Decanting is not a new idea. Some argue that it has been allowed under the common law for a long time–at least since 1940–on the theory that if a trustee has discretionary authority to make distributions to a beneficiary from a trust, that trustee also has authority to make distributions in “further trust,” that is, into a new trust. But common law can be finicky and is subject to the whims of the local judiciary, so it’s with some relief that at least 22 states have enacted decanting statutes, codifying what was once only in the casebooks.

Wyoming’s decanting statute (Utah doesn’t have one), enacted in 2013, is short but illustrative:

§ 4-10-816. Specific powers of trustee 

(a) Without limiting the authority conferred by W.S. 4-10-815, [a statute that essentially frees the trustee from court supervision] a trustee may:

. . .

(xxviii) On distribution of trust income or principal pursuant to authority in the trust instrument to make discretionary distributions to a trust beneficiary, whether or not the discretionary distributions are pursuant to an ascertainable standard, make distributions of all or any portion of trust income or principal in further trust. (emphasis supplied)

Notice that there’s no mention of court supervision.

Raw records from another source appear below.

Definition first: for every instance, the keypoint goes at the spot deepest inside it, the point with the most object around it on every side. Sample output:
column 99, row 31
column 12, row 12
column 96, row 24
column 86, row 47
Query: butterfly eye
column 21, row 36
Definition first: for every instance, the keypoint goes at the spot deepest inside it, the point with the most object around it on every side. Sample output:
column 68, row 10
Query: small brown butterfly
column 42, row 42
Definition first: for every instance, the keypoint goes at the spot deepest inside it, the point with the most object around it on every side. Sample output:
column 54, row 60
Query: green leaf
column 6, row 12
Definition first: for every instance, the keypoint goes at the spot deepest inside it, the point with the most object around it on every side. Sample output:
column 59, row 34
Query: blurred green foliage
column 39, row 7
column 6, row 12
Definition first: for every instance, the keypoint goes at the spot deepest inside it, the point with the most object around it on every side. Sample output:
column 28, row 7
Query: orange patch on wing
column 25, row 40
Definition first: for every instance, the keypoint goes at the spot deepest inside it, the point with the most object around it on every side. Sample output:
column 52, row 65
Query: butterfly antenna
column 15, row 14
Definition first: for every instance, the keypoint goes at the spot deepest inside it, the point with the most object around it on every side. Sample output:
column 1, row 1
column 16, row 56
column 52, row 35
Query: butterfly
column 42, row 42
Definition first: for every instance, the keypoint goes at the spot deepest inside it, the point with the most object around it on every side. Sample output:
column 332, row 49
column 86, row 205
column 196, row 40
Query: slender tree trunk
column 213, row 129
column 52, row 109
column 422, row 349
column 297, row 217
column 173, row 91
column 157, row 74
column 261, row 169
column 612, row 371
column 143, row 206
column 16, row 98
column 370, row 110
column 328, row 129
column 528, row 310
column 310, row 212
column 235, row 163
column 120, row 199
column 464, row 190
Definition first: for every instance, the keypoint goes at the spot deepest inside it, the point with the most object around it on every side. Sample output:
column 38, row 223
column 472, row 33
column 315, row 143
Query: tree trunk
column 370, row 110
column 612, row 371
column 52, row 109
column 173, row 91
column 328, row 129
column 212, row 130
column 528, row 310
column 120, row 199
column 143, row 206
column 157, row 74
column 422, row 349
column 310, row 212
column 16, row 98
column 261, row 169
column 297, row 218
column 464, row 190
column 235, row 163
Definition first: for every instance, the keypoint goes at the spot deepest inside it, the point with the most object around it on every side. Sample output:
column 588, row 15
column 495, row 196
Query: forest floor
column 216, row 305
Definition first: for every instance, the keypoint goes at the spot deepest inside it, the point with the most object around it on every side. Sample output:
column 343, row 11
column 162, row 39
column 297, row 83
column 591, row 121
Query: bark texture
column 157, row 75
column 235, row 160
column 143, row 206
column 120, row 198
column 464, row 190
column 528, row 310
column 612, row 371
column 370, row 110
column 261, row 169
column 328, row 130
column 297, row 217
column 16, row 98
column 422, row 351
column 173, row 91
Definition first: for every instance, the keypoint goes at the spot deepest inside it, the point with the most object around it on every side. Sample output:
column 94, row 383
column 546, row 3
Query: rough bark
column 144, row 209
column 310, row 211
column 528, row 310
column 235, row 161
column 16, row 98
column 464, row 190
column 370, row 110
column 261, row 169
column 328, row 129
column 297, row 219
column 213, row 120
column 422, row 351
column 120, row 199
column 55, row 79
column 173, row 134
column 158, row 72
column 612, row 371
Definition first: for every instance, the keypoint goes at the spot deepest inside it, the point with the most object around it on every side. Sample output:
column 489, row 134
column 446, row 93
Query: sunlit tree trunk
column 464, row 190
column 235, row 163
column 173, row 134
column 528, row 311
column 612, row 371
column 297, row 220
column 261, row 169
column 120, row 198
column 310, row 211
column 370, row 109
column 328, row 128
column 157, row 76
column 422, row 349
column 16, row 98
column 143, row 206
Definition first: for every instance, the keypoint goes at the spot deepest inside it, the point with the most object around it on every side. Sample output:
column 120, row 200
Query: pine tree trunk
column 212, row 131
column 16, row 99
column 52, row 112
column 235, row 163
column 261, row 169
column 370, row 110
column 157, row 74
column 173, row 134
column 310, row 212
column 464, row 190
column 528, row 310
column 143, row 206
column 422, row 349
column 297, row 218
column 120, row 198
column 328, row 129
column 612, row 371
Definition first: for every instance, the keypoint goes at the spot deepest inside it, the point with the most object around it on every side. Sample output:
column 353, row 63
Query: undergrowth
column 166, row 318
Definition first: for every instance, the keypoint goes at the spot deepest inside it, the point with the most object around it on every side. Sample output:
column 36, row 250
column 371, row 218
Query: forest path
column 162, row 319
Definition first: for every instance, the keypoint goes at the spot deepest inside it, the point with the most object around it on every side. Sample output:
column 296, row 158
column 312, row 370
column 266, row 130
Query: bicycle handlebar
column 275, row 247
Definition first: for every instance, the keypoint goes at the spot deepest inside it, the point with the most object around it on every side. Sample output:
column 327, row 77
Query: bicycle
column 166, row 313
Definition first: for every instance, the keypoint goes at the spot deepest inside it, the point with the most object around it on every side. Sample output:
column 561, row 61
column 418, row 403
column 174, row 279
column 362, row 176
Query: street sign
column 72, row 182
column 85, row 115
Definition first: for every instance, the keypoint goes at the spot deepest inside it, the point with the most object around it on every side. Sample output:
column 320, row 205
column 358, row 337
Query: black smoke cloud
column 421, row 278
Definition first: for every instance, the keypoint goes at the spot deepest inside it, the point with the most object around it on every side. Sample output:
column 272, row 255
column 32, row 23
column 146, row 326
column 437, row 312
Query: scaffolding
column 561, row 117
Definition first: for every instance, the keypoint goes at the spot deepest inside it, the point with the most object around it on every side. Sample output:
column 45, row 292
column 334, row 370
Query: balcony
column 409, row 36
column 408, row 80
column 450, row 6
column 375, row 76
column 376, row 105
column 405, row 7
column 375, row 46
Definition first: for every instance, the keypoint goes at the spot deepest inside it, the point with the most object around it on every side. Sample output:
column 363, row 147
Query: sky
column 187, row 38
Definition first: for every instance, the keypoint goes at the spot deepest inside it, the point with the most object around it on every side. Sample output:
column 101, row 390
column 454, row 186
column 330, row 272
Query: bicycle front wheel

No, this is a specific power granted trustees by statute, so the trustee can act on his or her own. That’s not to say that the court should never be involved. In fact, if the new trust contains provisions that might raise the hackles of one or more beneficiaries, the trustee would be wise to seek the court’s  blessing.

Now there are limitations to decanting, and it’s not something to do willy nilly. That said, if you’re a trustee or beneficiary of an irrevocable trust and if the old trust creaks and sways under the weight of today’s needs and demands, maybe it’s worth looking at decanting as a way to resolve those issues.


  1. I’m trying to determine if a Utah irrevocable trust my mother and stepfather have allows capital gains tax, a step-up in basis or the $250,000 personal residence exemption (we have not been able to find any such wording in the trust). If not, I’m wondering if we can just do an Instrument of Decanting, without having to go to court, or get the trustee and beneficiaries to agree, or having to do another trust? Or if the trustee can sell the house back to the owner for less than fair market value? Otherwise, it seems like the tax will be 40% and will far outweigh the reason for setting up the trust in the first place.

  2. Can a beneficiary decant a trust when the trustee is not cooperative? I have been struggling for 4 years with my father’s siblings. They don’t want to give me a thing.